I can demand satisfaction.

Challenge the fates to a duel.

Rail against an unjust universe. 

Or I can sit quietly here with my right hand on my heart and my left hand petting the small, rhythmic breathing bundle of unconditional love known as Emmylou-the-Dachshund and wait for the moss to grow while I meditate on all the good things still available to me.

You deserve a more tender tomorrow.

You deserve a more tender tomorrow, the Universe said.

“I do,” myself replied.  I went on to say, “Life has been hard and a bit dreary these past few months.  Tender would be good.  Did you have something in mind?”

The Universe said, “No.  Quite the opposite.  Tomorrow the weather is going to reenact the Wizard of Oz and then I might dump snow on you.  Haven’t decided yet.”
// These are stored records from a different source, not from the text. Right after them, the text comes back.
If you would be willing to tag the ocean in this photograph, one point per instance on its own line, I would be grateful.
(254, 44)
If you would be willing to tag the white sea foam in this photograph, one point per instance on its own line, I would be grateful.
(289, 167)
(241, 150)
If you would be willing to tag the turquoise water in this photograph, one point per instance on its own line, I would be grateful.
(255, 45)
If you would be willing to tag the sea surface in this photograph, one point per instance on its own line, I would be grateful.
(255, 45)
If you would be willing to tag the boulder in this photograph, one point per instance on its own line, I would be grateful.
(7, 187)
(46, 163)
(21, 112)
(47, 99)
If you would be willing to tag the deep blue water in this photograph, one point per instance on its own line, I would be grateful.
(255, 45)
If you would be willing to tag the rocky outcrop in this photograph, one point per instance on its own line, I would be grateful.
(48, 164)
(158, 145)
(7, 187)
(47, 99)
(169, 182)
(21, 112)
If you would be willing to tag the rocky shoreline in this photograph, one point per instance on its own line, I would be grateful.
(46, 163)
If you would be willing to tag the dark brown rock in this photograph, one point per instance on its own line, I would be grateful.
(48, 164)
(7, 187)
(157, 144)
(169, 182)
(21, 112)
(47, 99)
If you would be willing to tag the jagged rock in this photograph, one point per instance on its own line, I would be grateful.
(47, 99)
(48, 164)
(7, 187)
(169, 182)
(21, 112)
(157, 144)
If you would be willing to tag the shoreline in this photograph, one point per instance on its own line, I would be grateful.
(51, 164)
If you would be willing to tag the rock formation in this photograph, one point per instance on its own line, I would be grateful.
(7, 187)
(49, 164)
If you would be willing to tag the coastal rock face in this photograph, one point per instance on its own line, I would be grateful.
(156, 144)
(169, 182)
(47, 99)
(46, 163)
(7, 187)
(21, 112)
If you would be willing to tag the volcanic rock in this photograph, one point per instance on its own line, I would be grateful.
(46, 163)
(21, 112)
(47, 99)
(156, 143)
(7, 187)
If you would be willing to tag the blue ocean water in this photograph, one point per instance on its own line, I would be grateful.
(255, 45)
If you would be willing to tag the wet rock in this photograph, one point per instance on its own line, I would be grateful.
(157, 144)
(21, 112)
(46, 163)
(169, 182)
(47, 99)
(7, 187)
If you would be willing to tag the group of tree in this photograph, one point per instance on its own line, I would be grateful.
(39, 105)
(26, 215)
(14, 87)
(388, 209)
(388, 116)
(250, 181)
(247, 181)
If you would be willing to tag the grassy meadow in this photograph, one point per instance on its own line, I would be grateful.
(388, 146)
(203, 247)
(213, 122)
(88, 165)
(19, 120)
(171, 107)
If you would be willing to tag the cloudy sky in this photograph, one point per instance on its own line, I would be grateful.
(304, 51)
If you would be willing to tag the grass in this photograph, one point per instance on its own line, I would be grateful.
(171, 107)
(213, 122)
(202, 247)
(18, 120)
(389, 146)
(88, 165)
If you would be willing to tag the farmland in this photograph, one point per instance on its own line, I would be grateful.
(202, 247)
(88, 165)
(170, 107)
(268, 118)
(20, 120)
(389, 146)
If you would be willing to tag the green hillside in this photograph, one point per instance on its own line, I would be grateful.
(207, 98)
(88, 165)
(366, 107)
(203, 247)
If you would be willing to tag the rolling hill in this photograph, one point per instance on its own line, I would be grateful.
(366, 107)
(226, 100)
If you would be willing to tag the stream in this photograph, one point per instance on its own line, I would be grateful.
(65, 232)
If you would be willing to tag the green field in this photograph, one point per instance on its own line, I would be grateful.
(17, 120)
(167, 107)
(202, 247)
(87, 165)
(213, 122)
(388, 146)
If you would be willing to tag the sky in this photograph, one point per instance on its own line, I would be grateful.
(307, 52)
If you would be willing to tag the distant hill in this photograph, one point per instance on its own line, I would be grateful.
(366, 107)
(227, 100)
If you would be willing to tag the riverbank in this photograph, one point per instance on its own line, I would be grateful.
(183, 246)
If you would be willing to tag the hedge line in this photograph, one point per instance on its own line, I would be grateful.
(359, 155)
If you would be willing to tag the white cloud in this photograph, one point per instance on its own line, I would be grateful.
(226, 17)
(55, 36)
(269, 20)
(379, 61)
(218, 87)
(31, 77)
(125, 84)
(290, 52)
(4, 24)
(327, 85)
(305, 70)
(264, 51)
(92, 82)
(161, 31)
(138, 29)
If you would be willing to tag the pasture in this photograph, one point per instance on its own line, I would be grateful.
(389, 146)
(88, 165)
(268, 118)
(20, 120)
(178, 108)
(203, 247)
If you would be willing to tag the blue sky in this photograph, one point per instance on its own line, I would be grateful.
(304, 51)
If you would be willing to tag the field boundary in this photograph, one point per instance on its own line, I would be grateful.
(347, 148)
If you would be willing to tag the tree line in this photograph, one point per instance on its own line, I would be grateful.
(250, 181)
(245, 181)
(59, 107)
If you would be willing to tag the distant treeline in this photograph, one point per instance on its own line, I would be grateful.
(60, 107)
Photo by Greg Rakozy on Unsplash

“If you must bring snow, please bring between 12 and 20 inches.  Please.  Anything less is just a nuisance as folks expect me to maintain my normal activities if we are anything short of shut down.”

“Nah, I’m thinking an inch or two.  Just enough to snarl morning traffic on Wednesday.”

“Why are you in such a cantankerous mood?  This really has gone on too long you know. Since about August you have just been downright ugly to me.  Fortunately, I have a good support system and I’m not in a fetal position, but this is really getting old.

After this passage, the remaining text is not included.